Introduced December 16, 2025 by Morgan McGarvey · Last progress December 16, 2025
The bill substantially improves access, predictability, and medical support for miners and other claimants—reducing barriers to benefits and strengthening health protections—but does so at materially higher cost to taxpayers and liable operators and with added administrative and procedural risks.
Coal miners with black lung and their survivors will find it easier to obtain benefits because the bill creates presumptions of disability/death for complicated pneumoconiosis, clarifies dependent/spouse definitions, and strengthens claim adjudication pathways.
Current and future beneficiaries will get more predictable, inflation‑protected benefits because the bill sets standardized benefit rates and CPI‑W indexing to prevent benefit erosion.
Low-income claimants will face lower out‑of‑pocket costs and have better access to representation because the bill establishes programs to pay attorneys’ fees and unreimbursed medical expenses and strengthens legal access.
Taxpayers and responsible operators will likely face significantly higher costs because expanded eligibility, benefit increases, indexing, reopened claims, and retroactive payments raise program outlays.
Coal companies and insurers may incur higher liabilities and operating costs due to stricter self‑insurance collateral rules and presumptions that limit rebuttal, risking price increases, reduced profitability, or closures and job losses.

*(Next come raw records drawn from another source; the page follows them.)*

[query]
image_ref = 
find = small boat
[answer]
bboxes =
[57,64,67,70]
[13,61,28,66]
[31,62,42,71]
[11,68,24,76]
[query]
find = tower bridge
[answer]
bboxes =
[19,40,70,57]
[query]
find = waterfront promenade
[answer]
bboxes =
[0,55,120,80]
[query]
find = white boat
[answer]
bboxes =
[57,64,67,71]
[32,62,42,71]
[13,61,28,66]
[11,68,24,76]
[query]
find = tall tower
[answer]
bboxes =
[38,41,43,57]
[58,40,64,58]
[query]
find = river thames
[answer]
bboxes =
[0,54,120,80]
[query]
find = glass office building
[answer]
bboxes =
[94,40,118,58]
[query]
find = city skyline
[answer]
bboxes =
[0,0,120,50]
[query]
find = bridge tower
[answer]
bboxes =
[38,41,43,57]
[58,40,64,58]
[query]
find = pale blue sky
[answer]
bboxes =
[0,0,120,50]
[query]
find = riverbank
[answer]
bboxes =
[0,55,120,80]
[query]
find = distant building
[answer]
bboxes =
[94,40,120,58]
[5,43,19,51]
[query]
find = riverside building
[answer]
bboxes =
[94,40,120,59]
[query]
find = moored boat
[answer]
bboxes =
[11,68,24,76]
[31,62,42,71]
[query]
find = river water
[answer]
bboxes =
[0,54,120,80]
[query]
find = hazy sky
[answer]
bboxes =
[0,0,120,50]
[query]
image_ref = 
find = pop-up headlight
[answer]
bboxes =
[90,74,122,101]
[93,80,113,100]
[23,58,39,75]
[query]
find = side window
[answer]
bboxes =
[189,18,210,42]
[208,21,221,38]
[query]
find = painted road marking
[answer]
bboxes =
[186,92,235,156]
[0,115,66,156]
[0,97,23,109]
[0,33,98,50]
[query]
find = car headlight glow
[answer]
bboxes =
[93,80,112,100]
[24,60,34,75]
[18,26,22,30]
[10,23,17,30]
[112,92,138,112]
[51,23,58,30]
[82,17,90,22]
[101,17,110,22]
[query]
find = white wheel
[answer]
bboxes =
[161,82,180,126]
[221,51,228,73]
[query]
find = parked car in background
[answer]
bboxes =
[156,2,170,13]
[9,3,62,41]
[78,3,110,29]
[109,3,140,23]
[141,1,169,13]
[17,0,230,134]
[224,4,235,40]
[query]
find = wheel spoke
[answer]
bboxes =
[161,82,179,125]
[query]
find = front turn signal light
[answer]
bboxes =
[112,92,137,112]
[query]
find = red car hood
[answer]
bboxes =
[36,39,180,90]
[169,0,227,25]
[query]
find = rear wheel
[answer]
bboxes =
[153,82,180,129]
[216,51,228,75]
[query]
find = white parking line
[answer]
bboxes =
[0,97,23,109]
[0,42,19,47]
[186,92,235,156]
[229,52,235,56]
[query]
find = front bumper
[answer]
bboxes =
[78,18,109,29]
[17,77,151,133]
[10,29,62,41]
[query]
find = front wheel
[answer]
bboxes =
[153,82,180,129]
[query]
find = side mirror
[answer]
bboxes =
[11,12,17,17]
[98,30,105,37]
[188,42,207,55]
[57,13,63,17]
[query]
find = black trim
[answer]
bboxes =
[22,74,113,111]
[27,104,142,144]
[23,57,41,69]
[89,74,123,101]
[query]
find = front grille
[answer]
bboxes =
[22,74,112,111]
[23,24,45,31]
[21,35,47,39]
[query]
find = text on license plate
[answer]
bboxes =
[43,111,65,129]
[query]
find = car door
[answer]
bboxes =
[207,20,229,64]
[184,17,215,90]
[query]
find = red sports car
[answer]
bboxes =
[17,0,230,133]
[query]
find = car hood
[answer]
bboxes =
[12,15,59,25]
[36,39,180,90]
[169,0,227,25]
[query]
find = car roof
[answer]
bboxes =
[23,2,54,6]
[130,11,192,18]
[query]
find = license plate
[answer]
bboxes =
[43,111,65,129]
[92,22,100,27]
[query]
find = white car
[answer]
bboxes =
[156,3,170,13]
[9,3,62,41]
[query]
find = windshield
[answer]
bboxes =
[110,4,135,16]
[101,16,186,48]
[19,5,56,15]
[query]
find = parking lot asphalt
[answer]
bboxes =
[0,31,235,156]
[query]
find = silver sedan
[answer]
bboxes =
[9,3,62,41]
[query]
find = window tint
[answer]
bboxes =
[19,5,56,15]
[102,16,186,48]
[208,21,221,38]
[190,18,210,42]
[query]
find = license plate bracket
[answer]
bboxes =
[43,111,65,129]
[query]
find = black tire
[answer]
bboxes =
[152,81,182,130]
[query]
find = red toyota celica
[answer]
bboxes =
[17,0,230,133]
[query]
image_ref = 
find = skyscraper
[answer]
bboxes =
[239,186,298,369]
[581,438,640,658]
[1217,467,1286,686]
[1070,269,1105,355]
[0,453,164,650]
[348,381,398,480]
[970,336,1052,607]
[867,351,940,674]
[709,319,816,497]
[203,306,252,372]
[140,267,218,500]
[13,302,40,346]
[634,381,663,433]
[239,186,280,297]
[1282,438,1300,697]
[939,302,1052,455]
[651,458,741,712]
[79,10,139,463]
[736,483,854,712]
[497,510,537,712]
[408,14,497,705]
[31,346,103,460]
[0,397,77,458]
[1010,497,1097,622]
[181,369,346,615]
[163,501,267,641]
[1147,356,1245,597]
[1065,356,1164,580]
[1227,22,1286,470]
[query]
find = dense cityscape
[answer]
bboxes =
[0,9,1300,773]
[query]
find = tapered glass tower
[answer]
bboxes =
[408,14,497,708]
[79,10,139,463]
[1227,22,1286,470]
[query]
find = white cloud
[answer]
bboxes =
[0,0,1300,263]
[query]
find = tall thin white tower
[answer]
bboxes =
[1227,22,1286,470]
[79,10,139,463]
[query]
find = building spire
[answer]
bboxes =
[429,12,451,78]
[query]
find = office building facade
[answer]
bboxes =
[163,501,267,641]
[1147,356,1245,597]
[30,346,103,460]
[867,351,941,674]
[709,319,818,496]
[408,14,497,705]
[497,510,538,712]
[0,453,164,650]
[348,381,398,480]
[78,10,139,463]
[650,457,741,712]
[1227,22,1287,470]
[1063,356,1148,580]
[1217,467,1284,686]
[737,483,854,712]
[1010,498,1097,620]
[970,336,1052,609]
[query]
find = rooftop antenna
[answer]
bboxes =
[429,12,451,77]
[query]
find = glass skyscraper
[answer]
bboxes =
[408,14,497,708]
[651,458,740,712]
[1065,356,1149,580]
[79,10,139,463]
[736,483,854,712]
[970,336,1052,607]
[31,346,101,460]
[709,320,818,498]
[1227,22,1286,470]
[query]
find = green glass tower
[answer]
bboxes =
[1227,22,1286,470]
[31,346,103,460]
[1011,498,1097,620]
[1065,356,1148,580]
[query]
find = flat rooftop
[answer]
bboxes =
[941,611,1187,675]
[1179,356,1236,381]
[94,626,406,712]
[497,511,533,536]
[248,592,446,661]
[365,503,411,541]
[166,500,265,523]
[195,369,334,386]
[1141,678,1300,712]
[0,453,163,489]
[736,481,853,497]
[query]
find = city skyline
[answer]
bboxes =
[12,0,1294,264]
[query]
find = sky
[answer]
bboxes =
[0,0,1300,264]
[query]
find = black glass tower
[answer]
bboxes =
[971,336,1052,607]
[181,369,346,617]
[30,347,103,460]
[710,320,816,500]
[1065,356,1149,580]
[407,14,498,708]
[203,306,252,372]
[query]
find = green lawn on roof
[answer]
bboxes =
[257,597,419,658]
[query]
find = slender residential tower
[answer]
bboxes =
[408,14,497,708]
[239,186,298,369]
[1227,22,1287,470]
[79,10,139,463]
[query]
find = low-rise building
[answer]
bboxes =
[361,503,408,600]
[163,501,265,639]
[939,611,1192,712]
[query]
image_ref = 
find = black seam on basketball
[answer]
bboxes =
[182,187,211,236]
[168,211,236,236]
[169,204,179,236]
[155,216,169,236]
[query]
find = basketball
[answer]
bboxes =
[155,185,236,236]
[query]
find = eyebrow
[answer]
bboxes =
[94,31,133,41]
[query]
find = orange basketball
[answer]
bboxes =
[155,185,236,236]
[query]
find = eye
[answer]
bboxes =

The Department of Labor and the Black Lung Disability Trust Fund will face substantial new administrative burdens and costs to maintain physician lists, run funded evaluations, expand adjudication/legal aid, and manage transitions.
Based on analysis of 9 sections of legislative text.
Establishes an irrebuttable presumption for complicated pneumoconiosis, mandates Department of Labor pulmonary evaluations, creates a new OWCP office, and updates definitions and technical language.
Makes major changes to the federal black lung benefits system: it creates an irrebuttable presumption that miners with specified medical evidence of complicated pneumoconiosis (large opacities/progressive massive fibrosis) are totally disabled or died from pneumoconiosis, requires more comprehensive pulmonary evaluations supplied through the Department of Labor, updates definitions for spouses and survivors, and establishes a reorganized Office of Workers' Compensation Programs with a Presidentially appointed, Senate-confirmed Director. The bill also modernizes gendered language and technical citations and makes other conforming edits to claims procedures and benefit categories.